A first cable, cable A, which may be a 0.094" stainless steel cable rated for 940 pounds is fixed at one end to a bracket 54 attached to the cabinet 10. Cable A passes over the sliding pulley 48, over the idler pulley 52, then downwardly over a fixed pulley 56 where it is attached to the top side edge of the window frame 32 at A (FIG. 3). A second cable, cable B, of identical construction, is likewise fixed at one end to bracket 54, passes over the sliding pulley 48, under the idler pulley 52, over a second fixed pulley 58 at the opposite edge of the cabinet, and downwardly to the opposite side edge of the window frame 32 where it likewise is fixed to the window frame.

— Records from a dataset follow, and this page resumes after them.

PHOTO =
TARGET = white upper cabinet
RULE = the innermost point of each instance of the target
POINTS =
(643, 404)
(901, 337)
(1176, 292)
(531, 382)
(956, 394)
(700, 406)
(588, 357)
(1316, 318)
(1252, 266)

In operation, as the window 30 is lowered by the operator grasping handles 60 attached to the front of the window 30, the force on the cables A and B cause the piston rod 44 to extend out of the cylinder 40 with the sliding pulley 48 moving toward the idler pulley 52. The gas spring force counterbalances the weight of the window 30. Correspondingly, when the window is raised by lifting up on the handles 60, the gas spring assists in providing a lifting force as the gas works on the piston to retract the piston rod 44 in the cylinder. As described above, the pneumatic spring 38 provides a substantially constant rate spring force; and, thus the force required of the operator to raise and lower the window 30 is nearly equal in all window positions making its operation smoother and easier for the operator.
Referring now to FIG. 4, there is illustrated an alternative embodiment employing two pneumatic springs 61a, b as opposed to one as shown in FIGS. 1 and 2. In the application shown schematically in FIG. 4, pneumatic springs 61a, b are each fixed at one end of the cylinder to the cabinet, for example, to the cabinet top or the rear of the front wall 22. Sliding pulleys 62a, b are attached to the ends of the piston rods 64a, b opposite the spring cylinders. Lifting cables 66a, b are each fixed at one end to either side edge of the cabinet, pass over the sliding pulleys 62a, b and in turn over fixed pulleys 68a, b mounted at either side edge of the cabinet, and down for attachment to the top side edge of the window 30. The gas springs have the same spring force rate. Thus when the window is lowered, the piston rods 64a, b are caused to be retracted in the cylinder and when raised the spring force causes the piston to extend out of the cylinder, again with a nearly equal spring force rate on both raising and lowering of the window.